Taking a semester or year to study abroad is an experience that is presented to most college students as a great learning experience. However universities should also educate their students about potential drawbacks, which can be numerous. Whether or not the upsides outweigh the downsides is what we’re about to explore.
The Upsides of Studying Abroad
It expands your mind
Studying abroad boosts cognitive creativity, self-confidence, communication skills and emotional intelligence. Engaging with different people who have varying mindsets is a great way to learn about new ideas and ways to think. Fully immersing oneself in such a different set of ideas allows people to identify with different backgrounds than their own. Traveling and living abroad is likely to make you more open-minded and less prejudiced.
Getting the opportunity to reinvent yourself
How we define ourselves is largely tied to the way we are viewed by the people surrounding us. This natural dynamic makes it harder to change and grow as the process isn’t solely internal. It also requires a change in others’ perception of us. Leaving your home country to live abroad provides the opportunity to introduce yourself to people that view you in a new way. They won’t have any preconceived notions about who you are, allowing for a completely fresh perspective of you as a person. This doesn’t mean you’ll become someone else, but it can enable you to take new steps in becoming the person you want to be. Returning after a long period of absence may offer this same experience once more.
It facilitates learning a new language
Learning a second language has been shown to benefit job prospects, cognitive function as well as self-confidence and happiness. Living and studying abroad are the best ways to practice a new language on a spoken and written level. This allows one to understand the culture and people behind the language. The combination of a university-level language course and daily linguistic interaction can help students develop a solid grasp on a language.

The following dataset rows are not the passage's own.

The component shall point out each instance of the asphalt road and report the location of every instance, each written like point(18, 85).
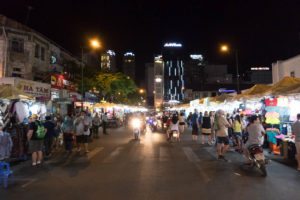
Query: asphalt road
point(120, 168)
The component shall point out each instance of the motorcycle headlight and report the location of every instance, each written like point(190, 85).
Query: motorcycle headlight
point(136, 123)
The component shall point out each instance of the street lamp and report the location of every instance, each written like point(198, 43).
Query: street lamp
point(141, 91)
point(94, 44)
point(225, 49)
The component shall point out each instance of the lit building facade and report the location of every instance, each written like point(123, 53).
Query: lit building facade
point(108, 61)
point(173, 72)
point(129, 64)
point(158, 81)
point(149, 76)
point(289, 67)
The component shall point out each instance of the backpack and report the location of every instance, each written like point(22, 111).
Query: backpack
point(216, 124)
point(41, 131)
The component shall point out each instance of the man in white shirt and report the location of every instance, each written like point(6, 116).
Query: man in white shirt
point(222, 134)
point(104, 123)
point(296, 132)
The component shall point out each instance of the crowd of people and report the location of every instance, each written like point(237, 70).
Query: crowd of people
point(44, 137)
point(219, 129)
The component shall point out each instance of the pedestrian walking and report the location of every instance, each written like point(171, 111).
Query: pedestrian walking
point(104, 123)
point(35, 138)
point(237, 132)
point(68, 132)
point(189, 118)
point(49, 138)
point(181, 123)
point(195, 125)
point(96, 125)
point(296, 132)
point(206, 129)
point(82, 131)
point(212, 121)
point(221, 127)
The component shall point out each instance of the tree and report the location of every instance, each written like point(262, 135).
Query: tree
point(115, 86)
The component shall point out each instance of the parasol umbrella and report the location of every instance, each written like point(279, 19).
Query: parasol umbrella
point(11, 92)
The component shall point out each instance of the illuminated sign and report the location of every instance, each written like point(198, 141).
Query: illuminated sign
point(260, 68)
point(224, 90)
point(129, 54)
point(111, 52)
point(158, 59)
point(158, 80)
point(173, 44)
point(196, 57)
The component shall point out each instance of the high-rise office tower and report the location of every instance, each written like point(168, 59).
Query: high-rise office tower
point(173, 72)
point(129, 64)
point(108, 61)
point(158, 81)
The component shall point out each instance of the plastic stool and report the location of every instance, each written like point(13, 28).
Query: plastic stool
point(5, 172)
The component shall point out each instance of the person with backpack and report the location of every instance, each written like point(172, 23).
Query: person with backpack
point(35, 137)
point(195, 125)
point(68, 132)
point(221, 126)
point(50, 134)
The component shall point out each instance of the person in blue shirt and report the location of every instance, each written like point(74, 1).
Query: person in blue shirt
point(195, 125)
point(48, 142)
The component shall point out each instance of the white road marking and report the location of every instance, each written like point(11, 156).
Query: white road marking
point(94, 152)
point(192, 157)
point(113, 155)
point(30, 181)
point(163, 154)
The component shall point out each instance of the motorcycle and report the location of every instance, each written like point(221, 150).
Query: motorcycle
point(173, 136)
point(136, 126)
point(152, 124)
point(257, 158)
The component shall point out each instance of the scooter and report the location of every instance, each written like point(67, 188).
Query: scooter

The downsides of studying abroad:
Destabilizes your network
A big part of college is fostering a network that will be able to assist you socially as well as career-wise after graduation. This network needs to be nurtured and maintained, which becomes almost impossible while abroad. New connections made are unlikely to be of use to a student looking for a job back home. Only the minority end up staying in the country they study in, making their network gained there less useful.
Higher rate of depression and loneliness among students abroad
Moving to a foreign environment can be difficult to process. It can be highly depressing to live in a new country with no family and few friends. Over a third of American students abroad said that they had trouble functioning in the previous year due to depression according to one study. Leaving home to live abroad can take people out of their comfort zone in a way that is unexpectedly unsettling.
It’s an excuse to party
According to an education advisory board survey, Americans studying abroad were more likely to drink in excess, use drugs and engage in other risky behavior. Environmental and peer influences are possible causes for increase in alcohol consumption. Lower drinking ages and increased independence have been found to correlate with elevated drinking. Additionally being abroad with a higher incentive to make social bonds can encourage the use of alcohol to do so. Being in a foreign environment, with different cultural norms may cause students to neglect their studies in favor of partying.
Bottom Line. Studying abroad can be an amazing opportunity but it can also be a tough experience. Most of all it depends on the student and how well they know themselves. What do you think is the best move for you?